AWS Responsible AI Tools

  • AWS AI Service Cards — transparency documentation for AWS AI services covering intended use cases, limitations, responsible AI design choices, and deployment best practices.
  • Amazon Bedrock Guardrails — configurable safeguards for GenAI applications:
    • Content filters (hate, insults, sexual, violence, misconduct)
    • Denied topics (topic avoidance policies)
    • Word/phrase filters
    • Sensitive information filters (PII redaction)
    • Contextual grounding checks (hallucination detection)
    • Automated Reasoning Checks (logical verification)
  • SageMaker Clarify — detects bias in data and models, provides feature attributions for explainability (note: moving to maintenance July 2026 for new customers).
  • Model Cards — documentation that describes a model’s intended use, performance metrics, limitations, and ethical considerations. Supported in SageMaker Model Registry.
  • Human-in-the-Loop (HITL) — keeping humans involved in AI decision-making for high-stakes scenarios. AWS A2I (Augmented AI) provided review workflows (note: moving to maintenance July 2026 for new customers).
  • Amazon Bedrock Model Evaluation — automatic evaluation (accuracy, robustness, toxicity), human evaluation, and LLM-as-a-judge for quality assessment.

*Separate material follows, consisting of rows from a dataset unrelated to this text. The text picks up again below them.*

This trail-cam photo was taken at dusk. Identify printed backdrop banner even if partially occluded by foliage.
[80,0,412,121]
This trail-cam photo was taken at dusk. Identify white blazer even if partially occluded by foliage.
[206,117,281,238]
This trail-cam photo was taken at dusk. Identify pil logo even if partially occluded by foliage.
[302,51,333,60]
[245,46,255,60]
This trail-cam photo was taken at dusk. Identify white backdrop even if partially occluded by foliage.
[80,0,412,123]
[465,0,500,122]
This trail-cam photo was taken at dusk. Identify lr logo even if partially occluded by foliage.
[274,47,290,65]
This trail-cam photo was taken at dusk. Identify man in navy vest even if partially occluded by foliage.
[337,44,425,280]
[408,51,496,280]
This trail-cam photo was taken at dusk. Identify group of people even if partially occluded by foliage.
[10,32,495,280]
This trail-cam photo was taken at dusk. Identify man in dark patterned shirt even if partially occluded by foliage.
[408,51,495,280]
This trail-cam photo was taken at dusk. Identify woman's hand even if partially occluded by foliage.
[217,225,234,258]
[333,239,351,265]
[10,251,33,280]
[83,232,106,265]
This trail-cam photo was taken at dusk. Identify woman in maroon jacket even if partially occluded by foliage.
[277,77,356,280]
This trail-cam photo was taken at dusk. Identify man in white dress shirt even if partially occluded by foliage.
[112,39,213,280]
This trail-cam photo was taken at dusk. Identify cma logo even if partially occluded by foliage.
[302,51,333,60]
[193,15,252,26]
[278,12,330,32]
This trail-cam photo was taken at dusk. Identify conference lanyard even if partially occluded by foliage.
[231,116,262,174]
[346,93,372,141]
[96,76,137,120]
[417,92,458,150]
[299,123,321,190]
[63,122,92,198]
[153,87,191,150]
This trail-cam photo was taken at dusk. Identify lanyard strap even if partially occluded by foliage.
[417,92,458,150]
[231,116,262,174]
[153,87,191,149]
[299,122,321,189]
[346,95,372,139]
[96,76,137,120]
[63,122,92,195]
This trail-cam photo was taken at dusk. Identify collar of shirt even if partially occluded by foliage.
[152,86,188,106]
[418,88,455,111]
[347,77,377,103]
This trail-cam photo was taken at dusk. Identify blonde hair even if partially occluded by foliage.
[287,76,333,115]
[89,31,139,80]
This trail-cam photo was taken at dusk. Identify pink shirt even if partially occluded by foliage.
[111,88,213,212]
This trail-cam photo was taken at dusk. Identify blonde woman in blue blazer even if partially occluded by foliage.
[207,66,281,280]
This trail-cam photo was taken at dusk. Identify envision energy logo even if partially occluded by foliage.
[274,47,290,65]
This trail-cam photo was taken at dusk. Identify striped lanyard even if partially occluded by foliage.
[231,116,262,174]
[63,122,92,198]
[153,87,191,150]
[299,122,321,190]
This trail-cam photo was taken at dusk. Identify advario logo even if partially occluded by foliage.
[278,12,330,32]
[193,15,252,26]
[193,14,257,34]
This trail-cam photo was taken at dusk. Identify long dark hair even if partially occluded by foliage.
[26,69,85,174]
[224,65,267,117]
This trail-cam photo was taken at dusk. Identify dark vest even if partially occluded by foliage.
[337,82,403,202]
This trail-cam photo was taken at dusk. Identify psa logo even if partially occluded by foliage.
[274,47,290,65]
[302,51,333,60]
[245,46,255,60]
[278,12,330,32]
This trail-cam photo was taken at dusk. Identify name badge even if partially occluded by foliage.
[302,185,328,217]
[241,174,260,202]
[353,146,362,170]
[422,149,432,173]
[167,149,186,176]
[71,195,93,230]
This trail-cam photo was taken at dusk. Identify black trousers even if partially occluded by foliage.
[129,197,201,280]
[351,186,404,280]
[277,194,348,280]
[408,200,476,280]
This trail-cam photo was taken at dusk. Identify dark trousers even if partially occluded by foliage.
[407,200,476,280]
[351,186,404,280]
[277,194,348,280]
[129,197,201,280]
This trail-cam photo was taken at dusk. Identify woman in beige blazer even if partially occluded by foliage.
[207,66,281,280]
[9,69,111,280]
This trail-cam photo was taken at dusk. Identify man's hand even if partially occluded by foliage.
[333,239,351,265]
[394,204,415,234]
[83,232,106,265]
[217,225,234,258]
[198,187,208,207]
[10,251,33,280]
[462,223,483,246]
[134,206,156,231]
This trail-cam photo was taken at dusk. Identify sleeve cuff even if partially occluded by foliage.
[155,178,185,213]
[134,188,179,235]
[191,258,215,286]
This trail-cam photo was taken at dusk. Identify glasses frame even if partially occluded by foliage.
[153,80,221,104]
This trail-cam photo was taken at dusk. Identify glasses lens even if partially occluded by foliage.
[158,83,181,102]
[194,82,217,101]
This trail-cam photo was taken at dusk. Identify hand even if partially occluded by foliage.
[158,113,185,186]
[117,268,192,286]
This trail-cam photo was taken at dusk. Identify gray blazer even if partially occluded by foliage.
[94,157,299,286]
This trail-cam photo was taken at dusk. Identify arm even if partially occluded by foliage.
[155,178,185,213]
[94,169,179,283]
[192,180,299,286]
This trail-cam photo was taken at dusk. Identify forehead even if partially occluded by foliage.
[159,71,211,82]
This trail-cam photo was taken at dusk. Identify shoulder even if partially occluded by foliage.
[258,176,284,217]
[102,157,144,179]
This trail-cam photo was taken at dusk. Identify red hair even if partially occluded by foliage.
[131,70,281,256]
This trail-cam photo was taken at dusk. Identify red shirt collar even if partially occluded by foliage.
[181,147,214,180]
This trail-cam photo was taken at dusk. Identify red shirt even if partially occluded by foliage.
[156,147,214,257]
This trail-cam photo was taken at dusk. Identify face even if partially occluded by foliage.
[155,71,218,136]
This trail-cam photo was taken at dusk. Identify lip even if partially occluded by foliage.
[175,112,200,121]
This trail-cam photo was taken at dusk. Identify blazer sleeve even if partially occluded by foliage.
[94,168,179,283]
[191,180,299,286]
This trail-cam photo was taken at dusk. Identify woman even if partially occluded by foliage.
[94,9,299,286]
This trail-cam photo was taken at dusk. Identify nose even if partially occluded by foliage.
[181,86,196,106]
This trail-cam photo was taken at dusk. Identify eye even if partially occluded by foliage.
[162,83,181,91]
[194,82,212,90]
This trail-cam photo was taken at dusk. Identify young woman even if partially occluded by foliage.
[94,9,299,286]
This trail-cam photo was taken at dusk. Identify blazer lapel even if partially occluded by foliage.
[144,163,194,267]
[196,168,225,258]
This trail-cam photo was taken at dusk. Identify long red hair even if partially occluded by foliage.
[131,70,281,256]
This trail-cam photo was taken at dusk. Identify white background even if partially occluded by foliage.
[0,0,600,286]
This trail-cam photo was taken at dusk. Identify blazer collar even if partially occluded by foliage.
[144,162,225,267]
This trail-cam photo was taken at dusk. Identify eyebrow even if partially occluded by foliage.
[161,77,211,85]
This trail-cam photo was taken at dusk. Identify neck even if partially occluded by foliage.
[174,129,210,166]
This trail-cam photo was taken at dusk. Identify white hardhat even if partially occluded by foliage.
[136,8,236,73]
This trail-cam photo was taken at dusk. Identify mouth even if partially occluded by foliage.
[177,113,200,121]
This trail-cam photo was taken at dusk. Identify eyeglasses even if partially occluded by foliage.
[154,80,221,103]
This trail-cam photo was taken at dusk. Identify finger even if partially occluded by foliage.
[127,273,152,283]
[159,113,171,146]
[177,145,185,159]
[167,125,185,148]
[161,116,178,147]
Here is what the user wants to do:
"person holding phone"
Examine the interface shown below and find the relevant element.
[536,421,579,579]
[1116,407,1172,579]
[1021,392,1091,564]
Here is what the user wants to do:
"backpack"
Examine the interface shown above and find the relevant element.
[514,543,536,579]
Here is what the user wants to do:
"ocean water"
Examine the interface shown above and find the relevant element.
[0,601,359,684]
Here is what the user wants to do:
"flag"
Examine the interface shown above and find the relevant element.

Bias Mitigation Strategies

  • Pre-processing: Balance training data, remove sensitive attributes, data augmentation.
  • In-processing: Regularization techniques, adversarial debiasing, fairness constraints during training.
  • Post-processing: Calibrate outputs, threshold adjustment, reject option classification.
  • Monitoring: Continuously track model performance across demographic groups in production.

Agentic AI

What are AI Agents?

  • AI systems that can autonomously plan, reason, and execute multi-step tasks to achieve goals.
  • Go beyond simple prompt-response by taking actions, using tools, and adapting based on outcomes.
  • Can operate for extended periods, making decisions and course-correcting without human intervention.

Key Concepts

  • Tool Use (Function Calling) — agents invoke external tools (APIs, databases, code execution) to gather information or perform actions.
  • Multi-step Reasoning — breaking complex problems into steps, executing sequentially with intermediate evaluations.
  • Orchestration — coordinating multiple agents or components to complete complex workflows. Patterns: sequential, parallel, routing, supervisor.
  • Memory — maintaining context across interactions:
    • Short-term memory (conversation context within a session)
    • Long-term memory (persistent knowledge across sessions)
    • Episodic memory (past experiences and outcomes)
  • Planning — decomposing goals into actionable sub-tasks, determining execution order, handling dependencies.
  • Reflection — agents evaluate their own outputs and self-correct errors before responding.
  • Model Context Protocol (MCP) — open standard for connecting AI agents with external tools and data sources.
  • Agent2Agent (A2A) — protocol for inter-agent communication and collaboration.

AWS Agentic AI Services

  • Amazon Bedrock Agents — create agents that can break down tasks, call APIs, and access knowledge bases (transitioning to Bedrock Agents Classic, July 2026).
  • Amazon Bedrock AgentCore (GA 2025/2026) — enterprise-grade infrastructure for deploying and operating AI agents at scale:
    • AgentCore Runtime — serverless, scalable environment to host agents
    • AgentCore Gateway — MCP-compatible tool connectivity
    • AgentCore Identity — per-agent identity and least-privilege access
    • AgentCore Observability — monitoring, tracing, and debugging
    • AgentCore Code Interpreter — secure sandboxed code execution
    • AgentCore Optimization — continuous quality evaluation and improvement
  • Amazon Nova Act — browser automation agent for web-based tasks.
  • AWS Step Functions — orchestrate multi-step agent workflows with state management.

AWS AI Service Stack

AWS organizes AI/ML services into three layers:

Layer 1: AI Infrastructure (Compute & Silicon)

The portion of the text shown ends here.